Confidence Intervals
mctad.js’ implementation of confidence intervals draws heavily from Chapter 5 of William Navidi’s Statistics for Engineers and Scientists (McGraw-Hill, 2008). The data used here to illustrate their use (and used in the unit tests) comes from journal artices cited in Navidi’s text.
Confidence Intervals on the Population Mean
mctad.confidenceIntervalOnTheMean(X̄, s, n, α, type)
Consider Z. Yang, Y. Chen, and Y. Yang, “Study on the Life Distribution of Microdrills”, Journal of Engineering Manufacture, 2002:301-305. This journal found that in a sample of 50 low-carbon alloy steel microdrills, the average lifetime (number of holes drilled before failure) was 12.68 with a standard deviation of 6.83.

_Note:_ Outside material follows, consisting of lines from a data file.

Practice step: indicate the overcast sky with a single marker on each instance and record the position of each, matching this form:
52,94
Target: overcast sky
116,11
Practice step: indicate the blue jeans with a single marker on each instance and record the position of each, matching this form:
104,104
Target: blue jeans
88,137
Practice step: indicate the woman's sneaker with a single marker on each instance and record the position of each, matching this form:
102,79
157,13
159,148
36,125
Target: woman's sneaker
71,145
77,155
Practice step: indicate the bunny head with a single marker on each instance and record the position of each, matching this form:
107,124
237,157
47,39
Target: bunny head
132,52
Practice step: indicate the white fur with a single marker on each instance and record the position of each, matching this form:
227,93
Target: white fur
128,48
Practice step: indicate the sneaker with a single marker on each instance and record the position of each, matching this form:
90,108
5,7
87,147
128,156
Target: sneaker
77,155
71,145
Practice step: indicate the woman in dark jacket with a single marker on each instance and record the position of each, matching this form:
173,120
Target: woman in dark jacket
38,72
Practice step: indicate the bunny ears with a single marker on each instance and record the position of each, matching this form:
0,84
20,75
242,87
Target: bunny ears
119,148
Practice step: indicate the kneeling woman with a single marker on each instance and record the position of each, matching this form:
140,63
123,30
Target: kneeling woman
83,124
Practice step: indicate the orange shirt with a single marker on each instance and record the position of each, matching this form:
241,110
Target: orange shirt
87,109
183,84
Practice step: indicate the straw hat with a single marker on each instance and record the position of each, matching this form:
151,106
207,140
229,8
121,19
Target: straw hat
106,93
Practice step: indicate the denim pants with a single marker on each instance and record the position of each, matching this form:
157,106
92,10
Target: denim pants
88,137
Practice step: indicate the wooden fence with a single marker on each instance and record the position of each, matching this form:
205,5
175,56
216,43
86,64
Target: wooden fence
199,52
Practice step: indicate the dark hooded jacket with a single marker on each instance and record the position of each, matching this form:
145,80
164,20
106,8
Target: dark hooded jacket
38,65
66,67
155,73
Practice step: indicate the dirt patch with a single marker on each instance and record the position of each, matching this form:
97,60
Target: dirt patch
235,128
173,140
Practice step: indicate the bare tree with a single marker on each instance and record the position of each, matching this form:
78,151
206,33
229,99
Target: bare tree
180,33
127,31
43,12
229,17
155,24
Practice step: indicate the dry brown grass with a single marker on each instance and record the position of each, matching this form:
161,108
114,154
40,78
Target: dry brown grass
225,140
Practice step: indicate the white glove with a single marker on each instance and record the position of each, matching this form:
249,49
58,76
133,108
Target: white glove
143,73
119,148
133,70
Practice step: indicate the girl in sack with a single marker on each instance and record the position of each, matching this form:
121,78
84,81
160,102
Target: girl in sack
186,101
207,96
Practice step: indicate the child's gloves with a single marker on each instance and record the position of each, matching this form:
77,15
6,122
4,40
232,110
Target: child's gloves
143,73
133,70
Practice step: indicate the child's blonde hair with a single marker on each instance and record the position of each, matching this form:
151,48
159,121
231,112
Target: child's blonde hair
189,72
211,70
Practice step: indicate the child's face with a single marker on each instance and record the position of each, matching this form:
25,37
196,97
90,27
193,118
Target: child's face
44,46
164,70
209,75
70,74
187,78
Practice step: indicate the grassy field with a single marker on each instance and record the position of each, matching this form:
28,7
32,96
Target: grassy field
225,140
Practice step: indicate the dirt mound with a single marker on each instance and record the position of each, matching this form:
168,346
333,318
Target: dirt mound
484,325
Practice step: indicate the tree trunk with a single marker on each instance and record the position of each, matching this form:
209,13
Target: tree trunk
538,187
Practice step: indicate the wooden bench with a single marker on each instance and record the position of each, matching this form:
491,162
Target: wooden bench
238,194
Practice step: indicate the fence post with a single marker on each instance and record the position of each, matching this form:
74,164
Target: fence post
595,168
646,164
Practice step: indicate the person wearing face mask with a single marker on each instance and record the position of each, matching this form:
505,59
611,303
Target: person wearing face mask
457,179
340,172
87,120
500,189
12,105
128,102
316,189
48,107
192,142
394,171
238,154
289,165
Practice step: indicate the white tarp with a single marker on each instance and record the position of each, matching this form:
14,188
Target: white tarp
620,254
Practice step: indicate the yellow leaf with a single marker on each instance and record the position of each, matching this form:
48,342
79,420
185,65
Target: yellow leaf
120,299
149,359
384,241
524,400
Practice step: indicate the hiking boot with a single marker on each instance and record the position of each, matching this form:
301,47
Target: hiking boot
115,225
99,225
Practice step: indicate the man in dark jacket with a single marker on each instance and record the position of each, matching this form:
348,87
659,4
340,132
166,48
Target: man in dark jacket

Because the sample size is large (n > 30), the two-tailed 95% confidence interval can be calculated using a Z Score as X̄ ± zα/2σX̄
> mctad.confidenceIntervalOnTheMean(12.68, 6.83, 50, 0.05);
[10.787739226564065, 14.572260773435934]
>
A one-tailed confidence interval will be calculated if passed either ‘l’ or ‘u’ for the optional type argument. The lower-tailed 99% confidence, then, is
> mctad.confidenceIntervalOnTheMean(12.68, 6.83, 50, 0.01, 'l');
10.435143205815796
>
Now consider K. Tan, K. Tong, and C. Tang, “Direct Strut-and-Tie Model for Prestressed Deep Beams”, Journal of Structural Engineering, 2001:1076-1084. This article presents measurements of the nominal shear strength for a sample of 15 prestressed concrete beams. The average shear strength was 668.27 kN with a standard deviation of 192.089.
Because the sample size is small (n ≤ 30), it is inappropriate to use the Standard Normal Distribution and a Z Score. An examination of the raw sample data reveals no strong asymmetry or outliers, so the two-tailed 99% confidence interval can be calculated using a t Score as X̄ ± tn-1, α/2σX̄
> mctad.confidenceIntervalOnTheMean(668.27, 192.089, 15, 0.01);
[520.6192352323235, 815.9207647676765]
>
mctad.js will switch between using Z Scores and t Scores based on the sample size, but makes no attempt to assess whether an assumption of normality in the sample data is warranted.